Die russischen Germanistin und Historikerin Prof. Irina Scherbakowa, Gastprofessorin an der Friedrich-Schiller-Universität Jena und als Mitbegründerin der Menschenrechtsorganisation Memorial nominiert für den Friedensnobelpreis 2022, zeigt sich nachdenklich während einer Pressekonferenz am Abend an der Friedrich-Schiller-Universität Jena in Jena. Wenige Stunden nach Bekanntgabe des diesjährigen Friedensnobelpreiseds für Memorial hat ein russisches Gericht die Beschlagnahme der Moskauer Räumlichkeiten der Menschenrechtsorganisation angeordnet.

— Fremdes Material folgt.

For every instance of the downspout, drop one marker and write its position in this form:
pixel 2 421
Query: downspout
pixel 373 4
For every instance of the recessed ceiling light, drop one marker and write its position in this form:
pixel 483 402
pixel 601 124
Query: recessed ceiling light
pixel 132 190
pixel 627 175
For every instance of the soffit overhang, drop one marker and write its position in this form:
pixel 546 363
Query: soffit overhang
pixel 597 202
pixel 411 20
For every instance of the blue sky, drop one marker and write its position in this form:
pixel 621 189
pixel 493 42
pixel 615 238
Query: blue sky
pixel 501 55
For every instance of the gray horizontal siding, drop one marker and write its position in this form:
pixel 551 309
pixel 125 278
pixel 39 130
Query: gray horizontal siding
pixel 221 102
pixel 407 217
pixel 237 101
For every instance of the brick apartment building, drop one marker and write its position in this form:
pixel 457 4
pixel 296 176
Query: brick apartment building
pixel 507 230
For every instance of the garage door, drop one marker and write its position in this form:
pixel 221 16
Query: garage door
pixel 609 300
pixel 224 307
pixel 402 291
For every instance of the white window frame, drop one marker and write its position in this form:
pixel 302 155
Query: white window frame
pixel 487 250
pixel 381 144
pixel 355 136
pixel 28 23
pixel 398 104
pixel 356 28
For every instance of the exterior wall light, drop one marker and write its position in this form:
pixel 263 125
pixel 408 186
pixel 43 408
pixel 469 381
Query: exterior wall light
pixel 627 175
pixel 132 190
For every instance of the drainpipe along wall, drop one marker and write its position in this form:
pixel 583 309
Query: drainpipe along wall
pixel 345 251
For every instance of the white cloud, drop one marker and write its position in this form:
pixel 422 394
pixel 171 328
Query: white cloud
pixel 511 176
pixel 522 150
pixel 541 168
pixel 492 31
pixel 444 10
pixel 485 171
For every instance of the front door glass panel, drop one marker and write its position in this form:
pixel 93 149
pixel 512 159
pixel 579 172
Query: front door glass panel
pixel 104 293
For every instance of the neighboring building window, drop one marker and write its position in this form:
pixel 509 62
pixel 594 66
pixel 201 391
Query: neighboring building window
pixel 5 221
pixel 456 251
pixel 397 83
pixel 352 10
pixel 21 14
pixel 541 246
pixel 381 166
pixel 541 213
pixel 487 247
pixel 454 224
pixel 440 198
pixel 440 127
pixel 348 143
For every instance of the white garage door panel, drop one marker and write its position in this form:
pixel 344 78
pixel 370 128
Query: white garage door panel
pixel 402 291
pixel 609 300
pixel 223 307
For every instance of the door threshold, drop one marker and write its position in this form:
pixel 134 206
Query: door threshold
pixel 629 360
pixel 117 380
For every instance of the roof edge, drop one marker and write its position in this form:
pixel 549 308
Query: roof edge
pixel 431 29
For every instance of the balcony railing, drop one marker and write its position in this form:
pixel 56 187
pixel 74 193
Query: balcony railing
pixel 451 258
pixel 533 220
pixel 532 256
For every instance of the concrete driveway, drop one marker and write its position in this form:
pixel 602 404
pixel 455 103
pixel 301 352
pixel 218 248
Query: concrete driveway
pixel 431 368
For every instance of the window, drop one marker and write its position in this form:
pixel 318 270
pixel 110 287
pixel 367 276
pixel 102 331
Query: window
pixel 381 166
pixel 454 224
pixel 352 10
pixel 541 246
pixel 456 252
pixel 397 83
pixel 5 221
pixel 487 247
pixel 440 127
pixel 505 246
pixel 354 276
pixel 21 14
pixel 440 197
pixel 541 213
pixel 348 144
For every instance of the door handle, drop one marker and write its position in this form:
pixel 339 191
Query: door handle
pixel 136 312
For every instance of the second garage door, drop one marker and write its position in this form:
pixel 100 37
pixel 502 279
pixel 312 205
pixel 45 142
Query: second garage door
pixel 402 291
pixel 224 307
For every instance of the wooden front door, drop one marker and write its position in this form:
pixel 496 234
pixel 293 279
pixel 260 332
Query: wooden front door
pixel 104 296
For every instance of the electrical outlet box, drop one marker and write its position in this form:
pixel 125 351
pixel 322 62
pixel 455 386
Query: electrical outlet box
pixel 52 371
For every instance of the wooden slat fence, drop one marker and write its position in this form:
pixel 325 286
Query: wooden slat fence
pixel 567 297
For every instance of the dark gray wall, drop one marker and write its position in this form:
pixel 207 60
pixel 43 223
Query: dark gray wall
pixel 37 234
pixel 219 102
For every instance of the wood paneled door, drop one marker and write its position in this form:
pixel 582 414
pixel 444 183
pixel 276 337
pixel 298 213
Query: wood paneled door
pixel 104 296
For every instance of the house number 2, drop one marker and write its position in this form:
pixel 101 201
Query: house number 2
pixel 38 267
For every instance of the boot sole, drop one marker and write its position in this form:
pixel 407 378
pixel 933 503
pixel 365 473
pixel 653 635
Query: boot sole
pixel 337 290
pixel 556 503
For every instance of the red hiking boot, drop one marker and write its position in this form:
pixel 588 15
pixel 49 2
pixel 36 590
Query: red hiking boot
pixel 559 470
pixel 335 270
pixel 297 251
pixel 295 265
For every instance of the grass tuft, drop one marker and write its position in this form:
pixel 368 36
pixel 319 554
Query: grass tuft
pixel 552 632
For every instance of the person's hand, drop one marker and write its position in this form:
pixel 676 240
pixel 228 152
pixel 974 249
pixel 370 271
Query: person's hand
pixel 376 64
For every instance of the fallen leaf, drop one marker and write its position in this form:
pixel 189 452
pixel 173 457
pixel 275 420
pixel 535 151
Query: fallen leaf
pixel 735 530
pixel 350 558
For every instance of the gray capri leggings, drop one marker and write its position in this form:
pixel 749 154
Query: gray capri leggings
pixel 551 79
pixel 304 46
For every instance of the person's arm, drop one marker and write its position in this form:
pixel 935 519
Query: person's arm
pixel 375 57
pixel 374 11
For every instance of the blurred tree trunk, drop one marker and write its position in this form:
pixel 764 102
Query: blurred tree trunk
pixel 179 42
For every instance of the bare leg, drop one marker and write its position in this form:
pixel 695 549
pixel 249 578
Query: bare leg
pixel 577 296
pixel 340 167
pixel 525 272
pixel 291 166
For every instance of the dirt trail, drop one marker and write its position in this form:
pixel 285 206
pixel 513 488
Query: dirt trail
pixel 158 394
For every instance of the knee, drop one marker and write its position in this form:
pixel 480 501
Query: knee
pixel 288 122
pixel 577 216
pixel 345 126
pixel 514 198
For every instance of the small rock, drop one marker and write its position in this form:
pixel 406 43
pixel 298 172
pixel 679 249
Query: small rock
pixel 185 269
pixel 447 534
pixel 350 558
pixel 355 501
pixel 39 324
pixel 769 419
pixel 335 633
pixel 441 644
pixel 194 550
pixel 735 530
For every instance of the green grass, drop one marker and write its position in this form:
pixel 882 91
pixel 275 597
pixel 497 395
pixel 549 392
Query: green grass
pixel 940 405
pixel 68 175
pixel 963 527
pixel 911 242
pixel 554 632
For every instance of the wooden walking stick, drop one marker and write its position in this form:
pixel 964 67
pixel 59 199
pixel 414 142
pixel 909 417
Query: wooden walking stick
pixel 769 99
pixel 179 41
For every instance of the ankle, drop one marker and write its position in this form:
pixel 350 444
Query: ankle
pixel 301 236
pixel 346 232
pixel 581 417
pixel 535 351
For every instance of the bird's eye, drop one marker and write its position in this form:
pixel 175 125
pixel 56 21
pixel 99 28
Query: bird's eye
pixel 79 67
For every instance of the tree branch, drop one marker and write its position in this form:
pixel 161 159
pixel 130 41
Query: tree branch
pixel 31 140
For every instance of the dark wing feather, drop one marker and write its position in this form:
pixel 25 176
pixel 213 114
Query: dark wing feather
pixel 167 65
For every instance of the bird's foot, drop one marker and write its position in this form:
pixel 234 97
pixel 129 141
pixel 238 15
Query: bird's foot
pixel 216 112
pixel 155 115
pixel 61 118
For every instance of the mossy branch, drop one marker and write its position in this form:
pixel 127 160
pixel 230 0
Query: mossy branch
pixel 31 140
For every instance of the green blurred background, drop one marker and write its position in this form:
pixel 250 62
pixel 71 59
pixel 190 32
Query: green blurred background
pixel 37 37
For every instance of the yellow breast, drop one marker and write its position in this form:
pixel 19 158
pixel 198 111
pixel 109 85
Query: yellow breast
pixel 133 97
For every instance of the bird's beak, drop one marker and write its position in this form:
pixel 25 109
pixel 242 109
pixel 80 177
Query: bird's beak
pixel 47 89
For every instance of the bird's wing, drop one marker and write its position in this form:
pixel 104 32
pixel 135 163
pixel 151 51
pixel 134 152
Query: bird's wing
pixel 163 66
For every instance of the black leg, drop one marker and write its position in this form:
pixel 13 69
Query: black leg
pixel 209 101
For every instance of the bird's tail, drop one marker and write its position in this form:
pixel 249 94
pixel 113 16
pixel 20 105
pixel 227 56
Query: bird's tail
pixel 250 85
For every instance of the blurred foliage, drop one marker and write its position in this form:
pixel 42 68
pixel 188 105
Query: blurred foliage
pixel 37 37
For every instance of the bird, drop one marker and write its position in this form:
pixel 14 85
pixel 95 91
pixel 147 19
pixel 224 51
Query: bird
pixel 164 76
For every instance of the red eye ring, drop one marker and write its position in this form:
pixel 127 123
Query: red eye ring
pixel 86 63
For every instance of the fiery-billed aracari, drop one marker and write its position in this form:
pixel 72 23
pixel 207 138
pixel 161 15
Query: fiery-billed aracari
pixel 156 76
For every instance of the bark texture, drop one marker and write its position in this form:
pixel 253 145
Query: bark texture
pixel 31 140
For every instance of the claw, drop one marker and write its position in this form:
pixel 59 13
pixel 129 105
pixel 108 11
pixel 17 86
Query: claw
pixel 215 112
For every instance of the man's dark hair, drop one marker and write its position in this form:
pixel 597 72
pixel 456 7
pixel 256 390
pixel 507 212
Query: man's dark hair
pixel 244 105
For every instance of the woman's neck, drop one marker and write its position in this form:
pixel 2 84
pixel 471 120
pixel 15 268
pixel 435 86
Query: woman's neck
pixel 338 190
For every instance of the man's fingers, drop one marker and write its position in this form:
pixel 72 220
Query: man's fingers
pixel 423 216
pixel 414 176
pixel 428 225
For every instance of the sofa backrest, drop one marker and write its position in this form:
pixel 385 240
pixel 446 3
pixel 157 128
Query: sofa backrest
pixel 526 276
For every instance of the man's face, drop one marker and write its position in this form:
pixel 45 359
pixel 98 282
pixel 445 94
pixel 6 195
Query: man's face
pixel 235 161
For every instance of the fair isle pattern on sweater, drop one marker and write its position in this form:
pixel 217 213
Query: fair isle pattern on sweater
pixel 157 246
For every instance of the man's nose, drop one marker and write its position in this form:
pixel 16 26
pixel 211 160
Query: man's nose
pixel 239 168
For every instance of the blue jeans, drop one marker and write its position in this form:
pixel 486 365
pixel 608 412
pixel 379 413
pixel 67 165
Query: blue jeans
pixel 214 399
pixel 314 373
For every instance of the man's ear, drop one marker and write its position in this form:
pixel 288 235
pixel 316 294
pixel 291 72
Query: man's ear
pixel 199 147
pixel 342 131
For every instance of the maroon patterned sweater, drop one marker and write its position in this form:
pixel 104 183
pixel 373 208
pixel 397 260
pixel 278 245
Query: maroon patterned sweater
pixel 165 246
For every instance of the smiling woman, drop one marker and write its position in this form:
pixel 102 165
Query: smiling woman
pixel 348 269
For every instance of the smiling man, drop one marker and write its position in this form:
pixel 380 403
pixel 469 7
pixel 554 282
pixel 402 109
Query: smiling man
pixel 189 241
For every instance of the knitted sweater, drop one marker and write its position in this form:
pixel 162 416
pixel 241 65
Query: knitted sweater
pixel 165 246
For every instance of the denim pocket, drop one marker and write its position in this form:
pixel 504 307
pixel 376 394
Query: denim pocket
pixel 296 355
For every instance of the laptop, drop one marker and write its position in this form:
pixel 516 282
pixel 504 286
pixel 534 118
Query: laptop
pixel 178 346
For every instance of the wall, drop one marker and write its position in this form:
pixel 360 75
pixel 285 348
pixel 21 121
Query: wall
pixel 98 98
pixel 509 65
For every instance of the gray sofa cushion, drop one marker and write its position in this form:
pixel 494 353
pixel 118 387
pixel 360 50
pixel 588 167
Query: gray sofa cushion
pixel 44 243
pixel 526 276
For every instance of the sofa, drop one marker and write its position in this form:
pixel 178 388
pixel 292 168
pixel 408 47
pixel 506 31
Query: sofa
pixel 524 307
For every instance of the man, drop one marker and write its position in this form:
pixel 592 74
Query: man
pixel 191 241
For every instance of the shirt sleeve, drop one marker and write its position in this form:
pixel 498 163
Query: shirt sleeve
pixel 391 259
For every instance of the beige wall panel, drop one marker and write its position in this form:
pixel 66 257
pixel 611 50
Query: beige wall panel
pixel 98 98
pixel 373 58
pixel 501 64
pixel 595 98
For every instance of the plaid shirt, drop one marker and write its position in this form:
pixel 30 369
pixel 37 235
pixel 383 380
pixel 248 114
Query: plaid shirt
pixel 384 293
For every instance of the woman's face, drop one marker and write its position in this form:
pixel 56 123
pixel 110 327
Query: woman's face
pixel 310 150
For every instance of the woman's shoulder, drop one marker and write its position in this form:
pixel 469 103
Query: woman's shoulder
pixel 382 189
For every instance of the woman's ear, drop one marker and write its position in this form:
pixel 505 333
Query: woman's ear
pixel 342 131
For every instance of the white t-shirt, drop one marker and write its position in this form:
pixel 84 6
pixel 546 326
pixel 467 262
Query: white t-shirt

Ein Gericht in der russischen Hauptstadt schlug das Gebäude am Freitag in einem - als politisch motiviert kritisierten Verfahren - dem russischen Staat zu. Die Menschenrechtsaktivistin und Mitbegründerin von Memorial hat eine Gastprofessur an der Universität Jena inne und wohnt in Weimar. Memorial wurde mit dem Ziel gegründet, dass die Opfer des kommunistischen Regimes in der Sowjetunion nicht in Vergessenheit geraten. Die russische Organisation wird für ihr Engagement gegen Militarismus und für ihren Einsatz für Menschenrechte ausgezeichnet.